The buzz in marketing now is telling a story about a product or service—not just listing features on packaging or advertisements. That story concept is spilling over to the marketing of human talent, too.
Companies hire people—but it’s hard to tell if a candidate is interesting, dynamic or compelling from a standard issue resume. A well-written resume hints at a good career story—but it really doesn’t give a lot of color about how or why you got from Point A to Point B.
Marketers and social media strategists are now advising job seekers to turn all their career facts and figures into a story that shows personality as well as talents. Your Linkedin profile summary, for example, has plenty of space to grab potential employers or networking contacts with information about what inspires you, why you enjoy the work you do, and where you’re headed in your next act.

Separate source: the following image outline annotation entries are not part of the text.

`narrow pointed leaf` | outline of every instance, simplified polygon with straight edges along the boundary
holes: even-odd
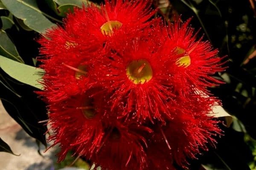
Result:
[[[26,65],[0,56],[0,68],[14,79],[40,89],[43,86],[38,81],[44,75],[43,69]]]
[[[3,141],[1,138],[0,138],[0,152],[8,152],[16,156],[18,156],[13,153],[12,149],[11,149],[11,147],[8,145],[8,144]]]
[[[2,2],[0,1],[0,10],[6,9],[6,8],[5,6],[4,6],[3,5],[3,4],[2,3]]]
[[[24,63],[19,55],[18,51],[6,33],[0,30],[0,55],[6,56],[11,59]]]
[[[2,23],[3,23],[2,29],[5,30],[6,29],[10,28],[14,24],[14,22],[11,18],[5,16],[1,16],[0,17]]]
[[[44,15],[55,19],[42,12],[35,0],[2,0],[2,2],[15,16],[23,20],[26,26],[37,32],[44,33],[47,29],[56,26]]]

One of the best places to tell your career story is in an actual biography, which is, along with your resume, a powerful sales document in your job search portfolio. On this subject an article by Kris Plantrich caught my eye, “Freshen Your Executive Bio”. Kris is a Certified Career Coach at Summit View Career Coaching Services in Michigan.
Proving that a bio piques interest, I read in the short bio Kris has on Twitter that she is a “lefty who loves gardening and antiquing”. It’s not a bad idea to include some personal information in your bio so that employers have an idea of the person you are in your spare time. Since gardens and antiques play a big role in my life, too, I’m more likely to remember Kris than the hundreds of other career coaches I’m in contact with every day.

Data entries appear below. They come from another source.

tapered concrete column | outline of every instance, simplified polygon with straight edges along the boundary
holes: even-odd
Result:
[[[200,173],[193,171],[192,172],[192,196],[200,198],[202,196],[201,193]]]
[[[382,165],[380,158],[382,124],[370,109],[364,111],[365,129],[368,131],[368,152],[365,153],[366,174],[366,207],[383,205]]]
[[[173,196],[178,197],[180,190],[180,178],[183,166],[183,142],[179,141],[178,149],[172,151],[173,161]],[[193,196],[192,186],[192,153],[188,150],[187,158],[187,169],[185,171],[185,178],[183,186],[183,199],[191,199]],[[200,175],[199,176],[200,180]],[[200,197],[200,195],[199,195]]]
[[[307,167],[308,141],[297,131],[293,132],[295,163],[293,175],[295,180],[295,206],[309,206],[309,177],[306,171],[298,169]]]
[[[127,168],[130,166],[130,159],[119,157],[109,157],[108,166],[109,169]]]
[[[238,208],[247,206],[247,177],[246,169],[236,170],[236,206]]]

You just never know what information could keep you and your job search top of mind. Here’s what Kris has to say about the value of executive bios…
Many executives find their next job with a biography. An executive biography can make you memorable and can be full of punch if written correctly.

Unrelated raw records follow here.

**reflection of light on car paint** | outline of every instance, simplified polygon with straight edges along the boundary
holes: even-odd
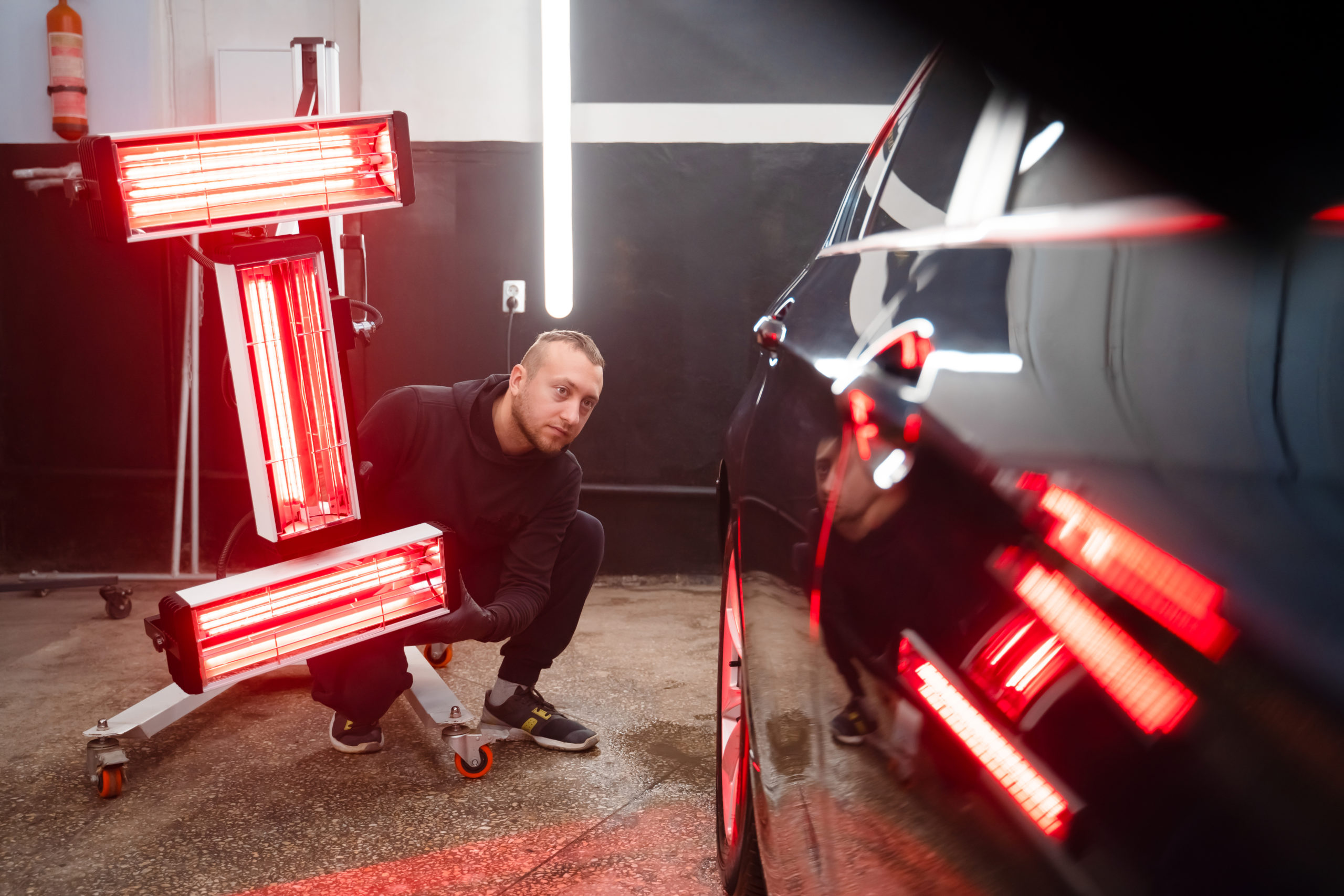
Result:
[[[872,472],[872,481],[879,489],[890,489],[906,478],[907,473],[910,473],[910,455],[896,449]]]
[[[1195,705],[1195,695],[1062,572],[1034,566],[1016,591],[1146,733],[1169,732]]]
[[[991,633],[966,672],[1005,716],[1019,721],[1027,707],[1070,668],[1077,668],[1074,656],[1059,635],[1023,609]]]
[[[1023,474],[1023,480],[1028,476]],[[1224,588],[1200,575],[1091,504],[1048,481],[1031,481],[1043,492],[1040,508],[1058,523],[1046,543],[1081,566],[1169,631],[1218,660],[1236,638],[1219,613]],[[1021,481],[1019,481],[1019,488]]]
[[[852,365],[853,361],[848,361],[843,357],[818,357],[812,361],[812,367],[814,367],[818,373],[832,380],[848,373]]]
[[[872,359],[882,355],[884,351],[911,333],[927,340],[933,336],[933,324],[923,317],[911,317],[907,321],[900,321],[883,333],[857,357],[821,357],[813,361],[812,365],[817,368],[823,376],[829,376],[835,380],[835,383],[831,384],[831,394],[840,395],[849,387],[849,383],[859,376],[863,368],[872,361]],[[917,348],[913,341],[911,348]],[[906,347],[902,345],[902,349],[906,349]]]
[[[1017,173],[1023,173],[1038,161],[1040,161],[1047,152],[1055,145],[1064,133],[1064,122],[1052,121],[1046,125],[1039,134],[1027,141],[1027,145],[1021,150],[1021,164],[1017,165]]]
[[[914,386],[902,386],[900,398],[907,402],[927,402],[933,394],[933,383],[938,377],[938,371],[956,371],[957,373],[1016,373],[1020,369],[1021,357],[1009,352],[934,349],[925,359],[923,369],[919,372],[919,382]]]
[[[913,637],[911,633],[906,633]],[[900,639],[899,672],[917,695],[965,744],[986,772],[1047,837],[1063,840],[1075,814],[1060,793],[957,686],[911,643]]]
[[[864,461],[872,457],[871,439],[878,438],[878,424],[868,422],[868,411],[876,403],[859,390],[849,392],[849,419],[853,420],[853,438],[859,449],[859,457]]]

Biographies are perfect for showing a different side to your accomplishments. They offer more character because they are written in paragraph form with full sentences. It’s a great tool as a stand-alone introductory document or as part of an interview portfolio–something that can make the hiring manager remember you.
An executive bio is more flexible than a resume. You use it on your website, for professional articles or books you author (and related promotional events), and for an easy cut and paste when you’re asked for a bio area in online applications.
Many public speakers use an executive bio to help them secure more engagements. After you deliver a speech, you can hand out copies of your bio to interested employers, stockholders, board members, and other VIPs who might hire you for future speaking engagements or employment opportunities.
Overall, a bio gives you a different voice–maybe the one that will get you the job.